Ein solches Sprichwort ist mehr als historisch, es ist welthistorisch. Die Stiefmutter ist, wie bekannt, die durch eine zweite Ehe zugebrachte Mutter. Nach dem althochdeutschen stiufan, d. i. berauben, verwaisen, wäre Verwaisung der erste Begriff des Wortes, und Stiefmutter die Mutter der Verwaisten. Verwaist wäre aber wieder nur sekundär zu den Begriffen: Gebeugt, umgestürzt, nach dem altnordischen steypa, gießen (daher Stauf, der Humpen, das Gefäß, ehemals auch Höhe, z. B. Donaustauf), angelsächsisch steap gähe. Aber auch wenn wir die Wurzel stiban, d. i. stützen, hernehmen, und an befristen, d. i. begründen, einrichten, in Ordnung bringen, denken, bietet sich der sprachlichen Forschung über das Wort einiger Anhaltspunkt.


Seine echte Ausarbeitung hat der Begriff „Stiefmutter“ im Gefühlsleben des Volkes, in der Kulturgeschichte erhalten. Düstere Geschichten und reizende Märchen erzählen uns von dem Walten böser Stiefmütter und von dem eingewurzelten Hasse des Volkes gegen sie. Sprichwörtlich ist „einen stiefmütterlich behandeln“ für „schlecht behandeln“; und selbst ein harmloses Blümchen, die sogenannte Dreifaltigkeitsblume, auch Freisamkraut genannt, eine Art Gartenveilchen, mußte sich zum Träger dieses Gefühls hergeben. Von der Stellung der Blätter nämlich, deren die fünf obersten purpurfarbig, die zwei mittleren weiß und das unterste gelb ist, wird diese Blume auch das Stiefmütterchen genannt.

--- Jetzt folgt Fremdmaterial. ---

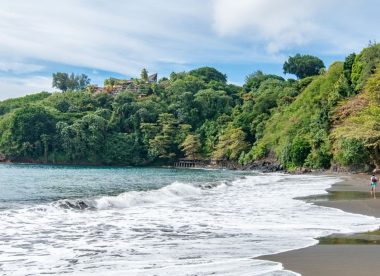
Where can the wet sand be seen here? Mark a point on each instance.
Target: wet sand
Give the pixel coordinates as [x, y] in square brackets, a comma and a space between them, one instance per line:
[338, 255]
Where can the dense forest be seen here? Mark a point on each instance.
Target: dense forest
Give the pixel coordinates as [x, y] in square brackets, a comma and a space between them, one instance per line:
[324, 118]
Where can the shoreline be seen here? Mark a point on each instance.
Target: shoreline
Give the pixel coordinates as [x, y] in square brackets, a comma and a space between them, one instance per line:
[338, 254]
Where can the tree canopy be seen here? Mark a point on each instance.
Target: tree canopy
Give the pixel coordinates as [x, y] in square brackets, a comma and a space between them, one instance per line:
[303, 66]
[64, 81]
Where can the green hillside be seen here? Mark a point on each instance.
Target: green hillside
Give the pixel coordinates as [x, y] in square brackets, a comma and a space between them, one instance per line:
[327, 118]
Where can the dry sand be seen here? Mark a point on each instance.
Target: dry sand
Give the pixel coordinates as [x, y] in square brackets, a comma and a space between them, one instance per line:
[351, 195]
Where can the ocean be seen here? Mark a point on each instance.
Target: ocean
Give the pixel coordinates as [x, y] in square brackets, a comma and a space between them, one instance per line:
[76, 220]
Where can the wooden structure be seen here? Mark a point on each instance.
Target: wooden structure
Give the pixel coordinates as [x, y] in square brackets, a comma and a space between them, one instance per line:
[189, 163]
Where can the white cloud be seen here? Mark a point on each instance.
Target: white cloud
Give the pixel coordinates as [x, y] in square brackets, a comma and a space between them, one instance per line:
[11, 87]
[288, 24]
[125, 36]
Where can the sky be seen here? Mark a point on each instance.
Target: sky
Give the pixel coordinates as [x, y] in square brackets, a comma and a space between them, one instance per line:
[117, 38]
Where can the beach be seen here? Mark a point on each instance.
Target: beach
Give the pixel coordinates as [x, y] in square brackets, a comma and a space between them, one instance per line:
[356, 254]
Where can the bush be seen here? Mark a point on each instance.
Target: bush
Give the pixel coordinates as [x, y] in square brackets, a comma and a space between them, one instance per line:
[351, 152]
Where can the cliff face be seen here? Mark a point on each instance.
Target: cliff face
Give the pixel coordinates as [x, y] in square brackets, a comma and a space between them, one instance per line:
[334, 122]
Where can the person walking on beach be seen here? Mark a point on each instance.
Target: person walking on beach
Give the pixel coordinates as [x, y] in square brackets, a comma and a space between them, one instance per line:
[373, 185]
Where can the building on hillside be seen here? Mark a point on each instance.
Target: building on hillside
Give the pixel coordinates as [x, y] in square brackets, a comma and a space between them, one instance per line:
[115, 86]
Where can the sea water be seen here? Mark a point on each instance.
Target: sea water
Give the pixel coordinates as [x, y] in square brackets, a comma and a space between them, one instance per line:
[158, 221]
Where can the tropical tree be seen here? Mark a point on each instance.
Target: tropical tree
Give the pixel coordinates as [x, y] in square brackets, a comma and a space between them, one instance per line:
[191, 146]
[303, 66]
[64, 81]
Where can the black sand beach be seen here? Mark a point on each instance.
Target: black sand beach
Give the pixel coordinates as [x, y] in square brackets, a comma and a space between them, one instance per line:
[340, 255]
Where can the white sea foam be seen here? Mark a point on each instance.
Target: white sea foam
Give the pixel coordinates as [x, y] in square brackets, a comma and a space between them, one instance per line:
[181, 229]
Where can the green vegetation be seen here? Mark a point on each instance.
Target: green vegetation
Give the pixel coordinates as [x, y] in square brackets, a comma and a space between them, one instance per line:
[303, 66]
[326, 117]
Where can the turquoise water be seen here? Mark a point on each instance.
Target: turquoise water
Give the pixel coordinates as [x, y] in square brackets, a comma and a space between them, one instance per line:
[31, 184]
[72, 220]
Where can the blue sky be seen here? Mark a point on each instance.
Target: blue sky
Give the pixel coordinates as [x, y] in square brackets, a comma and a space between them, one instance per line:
[104, 38]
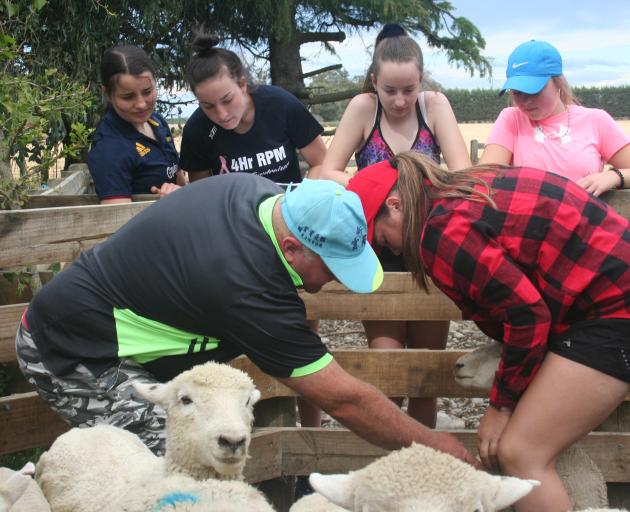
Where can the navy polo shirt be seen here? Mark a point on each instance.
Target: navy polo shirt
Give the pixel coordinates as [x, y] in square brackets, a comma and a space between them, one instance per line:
[123, 161]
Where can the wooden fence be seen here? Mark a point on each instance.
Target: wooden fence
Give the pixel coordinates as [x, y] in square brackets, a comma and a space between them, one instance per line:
[46, 232]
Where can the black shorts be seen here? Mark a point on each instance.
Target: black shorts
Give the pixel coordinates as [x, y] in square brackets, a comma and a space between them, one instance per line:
[602, 344]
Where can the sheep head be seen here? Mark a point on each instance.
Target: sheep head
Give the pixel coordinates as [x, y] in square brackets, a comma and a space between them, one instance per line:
[477, 368]
[417, 479]
[209, 418]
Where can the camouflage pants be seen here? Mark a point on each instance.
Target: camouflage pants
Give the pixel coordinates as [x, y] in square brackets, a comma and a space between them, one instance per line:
[84, 400]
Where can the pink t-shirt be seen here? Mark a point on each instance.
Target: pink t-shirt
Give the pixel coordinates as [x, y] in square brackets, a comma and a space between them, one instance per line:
[574, 143]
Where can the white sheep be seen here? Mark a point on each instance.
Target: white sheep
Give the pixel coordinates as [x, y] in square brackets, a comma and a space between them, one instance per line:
[315, 503]
[19, 492]
[208, 430]
[87, 467]
[418, 478]
[209, 420]
[581, 477]
[181, 493]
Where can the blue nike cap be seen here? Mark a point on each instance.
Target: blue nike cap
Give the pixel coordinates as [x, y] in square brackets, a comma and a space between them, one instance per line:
[530, 66]
[329, 220]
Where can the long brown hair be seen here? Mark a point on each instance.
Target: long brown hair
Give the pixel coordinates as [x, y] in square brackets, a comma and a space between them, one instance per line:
[209, 61]
[419, 183]
[392, 44]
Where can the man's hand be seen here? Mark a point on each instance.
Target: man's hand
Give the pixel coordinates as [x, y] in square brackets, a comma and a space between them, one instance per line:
[165, 189]
[491, 428]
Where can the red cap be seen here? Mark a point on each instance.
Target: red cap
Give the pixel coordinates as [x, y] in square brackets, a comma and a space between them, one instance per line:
[373, 185]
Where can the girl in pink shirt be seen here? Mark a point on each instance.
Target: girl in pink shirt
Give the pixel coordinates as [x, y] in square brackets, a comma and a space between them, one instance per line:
[548, 129]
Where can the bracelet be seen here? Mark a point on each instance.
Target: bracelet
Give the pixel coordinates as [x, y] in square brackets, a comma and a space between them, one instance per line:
[622, 181]
[501, 408]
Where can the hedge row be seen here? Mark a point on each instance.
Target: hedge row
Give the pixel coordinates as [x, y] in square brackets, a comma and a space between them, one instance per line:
[479, 105]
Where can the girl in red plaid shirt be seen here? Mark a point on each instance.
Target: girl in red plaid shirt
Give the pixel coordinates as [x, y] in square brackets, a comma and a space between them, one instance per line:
[540, 265]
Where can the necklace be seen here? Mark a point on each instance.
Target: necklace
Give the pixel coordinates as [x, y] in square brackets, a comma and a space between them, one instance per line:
[542, 133]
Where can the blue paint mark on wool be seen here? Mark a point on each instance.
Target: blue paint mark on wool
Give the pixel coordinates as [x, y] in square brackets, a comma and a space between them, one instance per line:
[172, 499]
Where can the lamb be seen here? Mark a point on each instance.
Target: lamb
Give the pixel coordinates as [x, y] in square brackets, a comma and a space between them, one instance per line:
[418, 478]
[180, 493]
[19, 492]
[208, 430]
[581, 477]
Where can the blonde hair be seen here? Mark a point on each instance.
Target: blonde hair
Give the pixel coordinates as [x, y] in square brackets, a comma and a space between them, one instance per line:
[566, 94]
[419, 183]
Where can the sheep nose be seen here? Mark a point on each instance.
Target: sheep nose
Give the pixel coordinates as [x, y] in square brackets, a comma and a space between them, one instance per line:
[232, 444]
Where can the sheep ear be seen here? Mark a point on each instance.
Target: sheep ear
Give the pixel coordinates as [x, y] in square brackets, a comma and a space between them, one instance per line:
[13, 488]
[28, 469]
[511, 490]
[154, 392]
[254, 397]
[337, 488]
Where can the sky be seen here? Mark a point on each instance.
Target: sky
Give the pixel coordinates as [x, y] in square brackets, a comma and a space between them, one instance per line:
[593, 38]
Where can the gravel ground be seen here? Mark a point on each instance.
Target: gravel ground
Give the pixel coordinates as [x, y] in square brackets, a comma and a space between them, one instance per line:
[461, 412]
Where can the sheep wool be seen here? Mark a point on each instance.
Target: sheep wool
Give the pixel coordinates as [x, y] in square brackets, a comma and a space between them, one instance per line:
[315, 503]
[19, 492]
[86, 467]
[180, 493]
[580, 476]
[209, 418]
[420, 478]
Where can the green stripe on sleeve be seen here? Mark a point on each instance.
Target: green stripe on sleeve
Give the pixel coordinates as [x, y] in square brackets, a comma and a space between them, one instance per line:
[144, 340]
[313, 367]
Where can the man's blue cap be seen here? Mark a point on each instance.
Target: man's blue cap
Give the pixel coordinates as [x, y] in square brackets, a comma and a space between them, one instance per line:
[329, 220]
[530, 66]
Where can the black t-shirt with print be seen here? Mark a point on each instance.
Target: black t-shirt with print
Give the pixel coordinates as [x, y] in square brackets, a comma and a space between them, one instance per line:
[282, 124]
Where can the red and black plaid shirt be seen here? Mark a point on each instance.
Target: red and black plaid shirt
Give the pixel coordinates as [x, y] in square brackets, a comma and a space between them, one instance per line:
[548, 256]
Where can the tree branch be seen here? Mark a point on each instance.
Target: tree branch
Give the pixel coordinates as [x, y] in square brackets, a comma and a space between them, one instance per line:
[333, 96]
[314, 37]
[322, 70]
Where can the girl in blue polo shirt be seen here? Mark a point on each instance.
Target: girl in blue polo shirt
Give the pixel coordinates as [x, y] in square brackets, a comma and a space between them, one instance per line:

Der poetische Schmerz und Zorn des Volkes hat die Stiefmutter auch im Sprichworte im gebührenden Andenken erhalten.

Schon die alten Römer sagten, wenn sie vergebliche Klage andeuten wollten: „Seiner Stiefmutter klagen“, was nicht mehr und nicht weniger sagen will, als „dem Henker beichten“. — Der „Stiefmutter-Hass“ ist ein stehendes Wort im Familienleben, wenn derlei Unholde es zerstören; und von heuchlerischen Tränen sagt man witzig: „Er weint ob seiner Stiefmutter Grab“, denn solche Tränen können ja nicht wahr sein. Der traurige Einfluß, den ein solches Weib auf den Mann übt, ist treffend in einer Redensart ausgedrückt, die den alten Brand zum Urheber hat:

Eim Stiefvater folgt dick und vil,
Wer nicht sim Vater folgen wil,


oder in einem andern: „Wer eine Stiefmutter hat auch wohl 'nen Stiefvater“, der schwache Mann muß ja wohl um des lieben Hausfriedens willen. Der schwache Mann! Der Hass und die Poesie des Volkes gipfeln aber in dem einfachen: Stiefmütter sind am besten im grünen Kleide, d.h. drei Ellen tief unter grünem Rasen.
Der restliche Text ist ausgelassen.